Acting Defense Minister Asadullah Khalid, during the induction ceremony of General Yasin Zia as the new chief of army staff and Shah Mahmood Miakhel as the deputy minister of the interior on Thursday, stressed that the Taliban "are killing Afghan citizens in the name of Islam," but are "at peace with the Americans."
“I do not know what reason (the Taliban) have for fighting with Afghan and Muslim soldiers, but they say they have a ceasefire with the Americans,” said Khalid.
Khalid also said that violence has not decreased:
“Not only was the Reduction in Violence not implemented, instead the scale of violence increased,” said Khalid, referring to the surging Taliban violence.

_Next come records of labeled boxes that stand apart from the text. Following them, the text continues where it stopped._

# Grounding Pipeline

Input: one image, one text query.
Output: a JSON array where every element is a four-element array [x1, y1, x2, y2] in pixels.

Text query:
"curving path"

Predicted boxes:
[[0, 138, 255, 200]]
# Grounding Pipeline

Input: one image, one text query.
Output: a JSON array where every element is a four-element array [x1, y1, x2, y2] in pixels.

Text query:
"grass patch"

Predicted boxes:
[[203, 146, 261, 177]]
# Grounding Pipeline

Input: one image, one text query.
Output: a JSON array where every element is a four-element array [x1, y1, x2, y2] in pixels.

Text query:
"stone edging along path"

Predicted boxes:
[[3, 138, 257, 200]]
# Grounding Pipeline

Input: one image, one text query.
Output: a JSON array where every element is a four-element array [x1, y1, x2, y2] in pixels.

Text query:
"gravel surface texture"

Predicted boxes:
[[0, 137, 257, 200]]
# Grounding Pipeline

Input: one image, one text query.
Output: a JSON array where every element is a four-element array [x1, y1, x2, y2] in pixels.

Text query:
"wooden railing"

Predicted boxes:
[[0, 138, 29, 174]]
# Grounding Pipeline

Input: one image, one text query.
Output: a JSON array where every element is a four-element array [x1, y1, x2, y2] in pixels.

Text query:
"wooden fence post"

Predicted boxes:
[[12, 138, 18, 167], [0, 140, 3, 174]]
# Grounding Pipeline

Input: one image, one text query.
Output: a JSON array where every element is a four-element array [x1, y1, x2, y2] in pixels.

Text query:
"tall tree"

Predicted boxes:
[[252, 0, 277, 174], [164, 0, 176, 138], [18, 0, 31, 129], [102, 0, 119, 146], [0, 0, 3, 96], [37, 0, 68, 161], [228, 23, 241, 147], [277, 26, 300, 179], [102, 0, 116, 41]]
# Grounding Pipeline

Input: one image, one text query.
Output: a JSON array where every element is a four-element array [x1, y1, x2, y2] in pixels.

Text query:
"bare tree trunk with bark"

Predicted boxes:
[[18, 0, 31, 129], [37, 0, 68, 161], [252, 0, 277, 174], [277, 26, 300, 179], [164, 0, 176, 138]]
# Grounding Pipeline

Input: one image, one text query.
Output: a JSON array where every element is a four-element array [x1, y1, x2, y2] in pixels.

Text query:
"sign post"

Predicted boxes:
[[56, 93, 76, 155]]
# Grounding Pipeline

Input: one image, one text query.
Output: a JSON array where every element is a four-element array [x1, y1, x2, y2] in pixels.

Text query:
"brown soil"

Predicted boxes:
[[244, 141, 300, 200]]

“If you (Taliban) make peace, we will wait for you with warm hugs, and if you fight, we will wait for you with warm bullets,” said General Yasin Zia, the newly-appointed chief of army staff.
On the one hand, with the release of Taliban prisoners the Afghan government is preparing for dialogue between Afghans, and, on the other hand, with the escalation of violence, Kabul is preparing to suppress the Taliban by introducing a new army chief and first deputy defense minister.
National Security Adviser Hamdullah Mohib called on the country's security and defense institutions to not remain indifferent to the Taliban's military moves, and he sent a message to the Taliban: “ All the children of their elders are studying in Karachi, Quetta and Islamabad and have no acquaintance with their own country, but they (Taliban) themselves come and destroy their country. I tell the Taliban leaders to abandon this shameful life,” said Mohib.
The Taliban's war against government forces and the group's peace with the Americans has raised questions.
“What (the Taliban) are doing has nothing to do with religion, it has nothing to do with Islam nor with Islamic values,” said Abdullah Qarloq, the deputy head of the National Islamic Movement of Afghanistan, led by Dostum.
The Taliban attribute one of the reasons for the ongoing war to the delay in the release of all 5,000 prisoners by the Afghan government, but Kabul says some 600 prisoners on a Taliban list will not be released because of the criminal profiles of the detainees.